WARSAW — Probably the most significant marker of Sally Nelson’s personality is the Harley-Davidson decal she put on her four-wheel electric scooter.
“Everybody who knows me knows about Sally’s Harley,” chuckled the amiable 72-year-old Warsaw resident.
Many of those who know her are regulars at the Kosciusko County’s senior activity center on the north side of Warsaw, a block or so south of Nelson’s apartment.
“They have been very good to me,” said Nelson of Kosciusko Community Senior Services, which operates the activity center.
“They take me on bus rides everywhere I need to go and they helped get me a new wheelchair and a new scooter.”
In return, she does some volunteer work, mostly printing out announcements and puzzles on her home computer for use at the center.
Nelson was born and raised in Silver Lake. Her family moved to Palestine when she was in the sixth grade.

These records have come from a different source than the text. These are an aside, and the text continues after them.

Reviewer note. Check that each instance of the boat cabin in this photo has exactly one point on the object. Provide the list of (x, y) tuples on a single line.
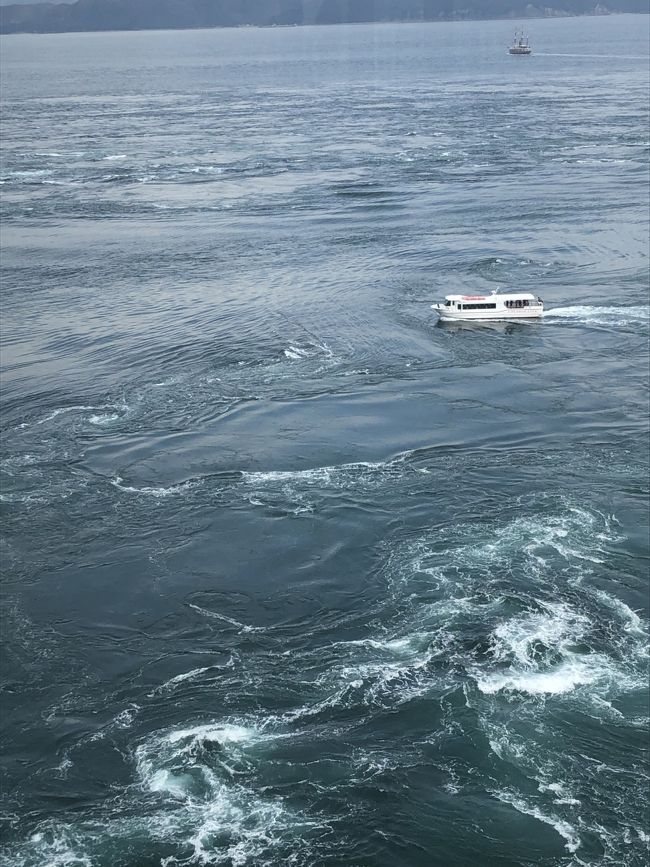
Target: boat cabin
[(491, 302)]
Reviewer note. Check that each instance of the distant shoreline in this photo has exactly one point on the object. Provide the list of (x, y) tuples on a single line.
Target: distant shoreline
[(517, 19)]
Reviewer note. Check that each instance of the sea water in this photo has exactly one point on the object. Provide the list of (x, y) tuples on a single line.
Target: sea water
[(293, 574)]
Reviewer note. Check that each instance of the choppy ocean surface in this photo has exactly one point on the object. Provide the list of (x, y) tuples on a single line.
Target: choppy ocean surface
[(294, 575)]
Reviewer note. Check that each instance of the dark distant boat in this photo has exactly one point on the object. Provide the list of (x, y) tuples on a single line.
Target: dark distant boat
[(520, 44)]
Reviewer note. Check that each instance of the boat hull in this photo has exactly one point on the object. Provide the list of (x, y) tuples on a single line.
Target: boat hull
[(503, 315)]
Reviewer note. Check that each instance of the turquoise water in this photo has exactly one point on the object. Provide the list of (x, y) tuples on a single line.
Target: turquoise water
[(294, 574)]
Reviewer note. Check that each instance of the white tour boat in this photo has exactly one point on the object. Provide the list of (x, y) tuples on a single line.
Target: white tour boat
[(520, 45), (497, 306)]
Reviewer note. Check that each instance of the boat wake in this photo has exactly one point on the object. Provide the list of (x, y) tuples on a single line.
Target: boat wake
[(617, 316)]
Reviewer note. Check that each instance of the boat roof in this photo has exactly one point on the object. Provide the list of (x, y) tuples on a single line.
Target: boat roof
[(493, 296)]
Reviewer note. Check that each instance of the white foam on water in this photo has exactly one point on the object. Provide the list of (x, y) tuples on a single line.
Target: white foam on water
[(215, 615), (632, 623), (105, 418), (328, 475), (563, 828), (159, 493), (223, 733), (555, 629), (54, 845), (101, 414), (180, 678), (562, 796), (564, 679), (294, 353)]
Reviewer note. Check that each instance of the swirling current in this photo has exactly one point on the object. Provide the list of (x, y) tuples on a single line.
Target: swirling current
[(294, 574)]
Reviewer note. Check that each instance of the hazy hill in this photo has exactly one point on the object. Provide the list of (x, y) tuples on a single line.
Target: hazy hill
[(164, 14)]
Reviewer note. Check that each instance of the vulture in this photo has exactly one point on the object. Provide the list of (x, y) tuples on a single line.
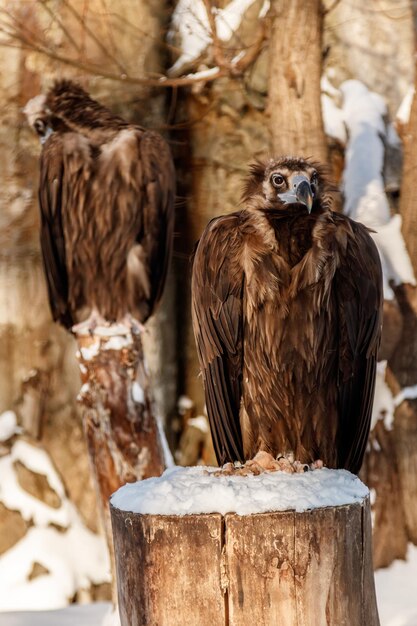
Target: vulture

Before the move she attended Franklin School, a four-room country schoolhouse. She then attended Mentone schools and graduated in 1965 from Mentone High School.
“I liked rock ’n’ roll and loved the Beach Boys,” she said of her youthful music choices. “Everybody loved The Beatles. Now I like all kinds of music.”
She is partial to Bruce Springsteen nowadays, and though country and western is not her preferred genre, “I like Garth Brooks. He is a cool dude on stage and a good man off stage.”
After high school, Nelson worked for “a good 10 years” at Crystal Performing as a packer on the assembly line.
The business made plastic milk jugs and Nelson said she packed “what seemed like millions” of jugs to be shipped to dairies.
After that she took a job operating a laminating machine at Da-Lite Screen in Warsaw. Her 15-year tenure there was cut short in 1989 when she was involved in a serious car accident, an event she said changed her life.
“God saved my life, and that is the part that changed my personality. I used to always be kind of a snot, afraid to get hurt by people. Now I talk to anybody about anything.”
Though she doesn’t travel much anymore, she “used to love to go on trips and I like to eat,” said Nelson.
“I used to like to go to a restaurant and watch other people, and ask, ‘What are they doing? What makes them tick?’ I still people watch.”
Nelson described herself as “a pretty good artist, a pencil sketcher.” She was also involved in her other two passions: photography and horses. She showed horses in 4-H and eventually “had a truck and trailer and pulled it down the road to show off my quarter horses all over the state of Indiana.”
She attended major events of the All-American Quarter Horse Congress in Columbus, Ohio, competing in the Western Pleasure and English Hunt seat riding events.
Nelson wakes up every morning with a personal philosophy of “never give up, never stop.” She said the medical attendants at Parkview Hospital in Fort Wayne where she was treated after the accident acknowledged, “You’re not a quitter.”
“God saved me to behave myself and be better,” she said.
Nelson recognizes she has gotten through life through the kindness of strangers. “Some people you never would have thought are the ones who help you the most. Sometimes you don’t know by the way people look.”